Dragon Sector is the absolute global elite in the field of cybersecurity. Over the last few years, the group has won a number of awards and distinctions in competitions organized by the largest technology companies, such as Google.
Our analysis for SPS Mieczkowski lasted two months. After this time, we managed to unblock the trains. Today we are sure that it was a deliberate action on Newag’s part. We discovered the manufacturer’s interference in the software, which led to forced failures and to the fact that the trains did not start.
– explains Michał Kowalczyk, one of the members of Dragon Sector, in an interview with Onet.
In the following weeks, experts from Dragon Sector began to be contacted by other railway companies that also had problems with servicing their Impuls trains. In total, there are 29 trains running, including: for PolRegio, Koleje Mazowieckie and Warszawska Kolej Dojazdowa. The hackers’ findings turned out to be shocking.
First, someone from Newag entered the logic into the software that if the train stands still for more than ten days, it will not move. Someone apparently thought that if the train is parked, it must be inspected by some service. However, these trains were also parked in the hangars of the Lower Silesian Railways. Someone from Newag rightly decided that this spoiled the narrative about the incompetence of the SPS, so a kind of ‘innovation’ was introduced
– explains Kowalczyk.
. They explain in detail the numerous complexities related to interfering with vehicle software.
Newag denies the accusations
Newag categorically dissociates itself from the accusations made by SPS Mieczkowski and Dragon Sector. The company informed that it had already notified the “appropriate services” in this matter.
According to the Company’s knowledge and assessment, users of railway vehicles in Poland, guided mainly or exclusively by price, increasingly entrust the maintenance of railway vehicles to entities that do not have the appropriate competences and know-how necessary to maintain modern railway vehicles. In the Company’s opinion, this type of policy, which is unthinkable in Western European countries, may one day lead to a human tragedy in the form of a railway disaster.

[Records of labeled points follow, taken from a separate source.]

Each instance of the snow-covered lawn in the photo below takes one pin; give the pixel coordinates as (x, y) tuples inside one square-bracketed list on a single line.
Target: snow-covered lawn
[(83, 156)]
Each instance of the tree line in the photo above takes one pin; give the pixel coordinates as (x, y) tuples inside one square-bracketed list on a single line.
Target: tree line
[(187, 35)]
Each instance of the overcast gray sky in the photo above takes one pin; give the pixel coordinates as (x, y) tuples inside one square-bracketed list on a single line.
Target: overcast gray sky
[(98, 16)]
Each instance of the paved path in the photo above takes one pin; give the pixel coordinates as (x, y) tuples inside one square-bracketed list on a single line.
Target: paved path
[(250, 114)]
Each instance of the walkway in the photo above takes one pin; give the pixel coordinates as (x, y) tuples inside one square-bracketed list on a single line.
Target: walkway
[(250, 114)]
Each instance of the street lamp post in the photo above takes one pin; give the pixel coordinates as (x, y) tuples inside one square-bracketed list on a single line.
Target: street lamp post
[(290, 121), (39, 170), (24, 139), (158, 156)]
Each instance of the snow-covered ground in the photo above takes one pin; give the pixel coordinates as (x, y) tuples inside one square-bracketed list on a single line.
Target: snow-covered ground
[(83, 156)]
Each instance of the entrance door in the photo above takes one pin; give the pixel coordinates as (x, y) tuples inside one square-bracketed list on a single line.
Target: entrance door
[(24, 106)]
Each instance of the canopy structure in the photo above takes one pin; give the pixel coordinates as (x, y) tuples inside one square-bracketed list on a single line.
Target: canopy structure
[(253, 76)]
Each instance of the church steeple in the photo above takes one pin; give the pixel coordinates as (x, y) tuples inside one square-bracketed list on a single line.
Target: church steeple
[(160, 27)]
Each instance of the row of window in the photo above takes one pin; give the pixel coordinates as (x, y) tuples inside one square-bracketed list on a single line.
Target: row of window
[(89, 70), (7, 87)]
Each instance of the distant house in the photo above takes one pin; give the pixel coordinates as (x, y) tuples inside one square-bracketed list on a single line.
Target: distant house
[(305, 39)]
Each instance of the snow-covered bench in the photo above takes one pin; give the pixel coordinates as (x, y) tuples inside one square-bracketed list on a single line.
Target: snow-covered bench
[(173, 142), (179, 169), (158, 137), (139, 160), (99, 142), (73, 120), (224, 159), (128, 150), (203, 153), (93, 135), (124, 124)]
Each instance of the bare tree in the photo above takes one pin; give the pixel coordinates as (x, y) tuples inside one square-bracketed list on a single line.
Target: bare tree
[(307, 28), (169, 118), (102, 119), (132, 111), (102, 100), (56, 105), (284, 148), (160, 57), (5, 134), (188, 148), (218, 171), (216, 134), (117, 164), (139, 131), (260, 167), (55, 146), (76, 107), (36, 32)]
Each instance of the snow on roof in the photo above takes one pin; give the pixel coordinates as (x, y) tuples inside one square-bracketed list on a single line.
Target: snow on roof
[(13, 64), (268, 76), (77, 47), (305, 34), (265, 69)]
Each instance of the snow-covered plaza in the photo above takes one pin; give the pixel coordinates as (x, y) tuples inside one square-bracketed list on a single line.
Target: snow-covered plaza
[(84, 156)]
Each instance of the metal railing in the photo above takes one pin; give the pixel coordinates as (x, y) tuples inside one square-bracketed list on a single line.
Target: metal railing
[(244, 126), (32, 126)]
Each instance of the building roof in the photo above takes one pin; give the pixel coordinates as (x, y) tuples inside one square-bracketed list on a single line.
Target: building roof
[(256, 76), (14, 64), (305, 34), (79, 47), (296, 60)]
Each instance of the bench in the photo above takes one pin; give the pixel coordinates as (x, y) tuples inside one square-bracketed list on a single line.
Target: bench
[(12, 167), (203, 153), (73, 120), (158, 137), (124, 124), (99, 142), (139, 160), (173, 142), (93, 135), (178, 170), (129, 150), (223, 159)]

– we read in Newag’s statement.
The Office of Rail Transport also commented on the matter.
The President of UTK is aware of the matter and has verified the information regarding the analyzes of railway vehicle software carried out, and is also cooperating with the relevant services on this matter. Together with CERT Polska (a team established to respond to incidents violating Internet security), a meeting with the vehicle manufacturer was organized. The vehicles meet the essential requirements specified in the provisions of European directives. It is the person ordering the vehicle that determines the terms of service and warranty within the scope of contractual freedom. Such requirements are included in train purchase contracts. Any limitations on servicing capabilities, including limitations introduced in the software, may constitute a potential civil dispute between the ordering party and the manufacturer. The President of UTK is not the competent authority in this matter.
– says the statement of UTK.
According to Onet, the Central Anticorruption Bureau is also investigating the train failure. We have asked Newag to comment on the matter. The article will be updated as soon as we receive a response.
Source: Gazeta
Mabel is a talented author and journalist with a passion for all things technology. As an experienced writer for the 247 News Agency, she has established a reputation for her in-depth reporting and expert analysis on the latest developments in the tech industry.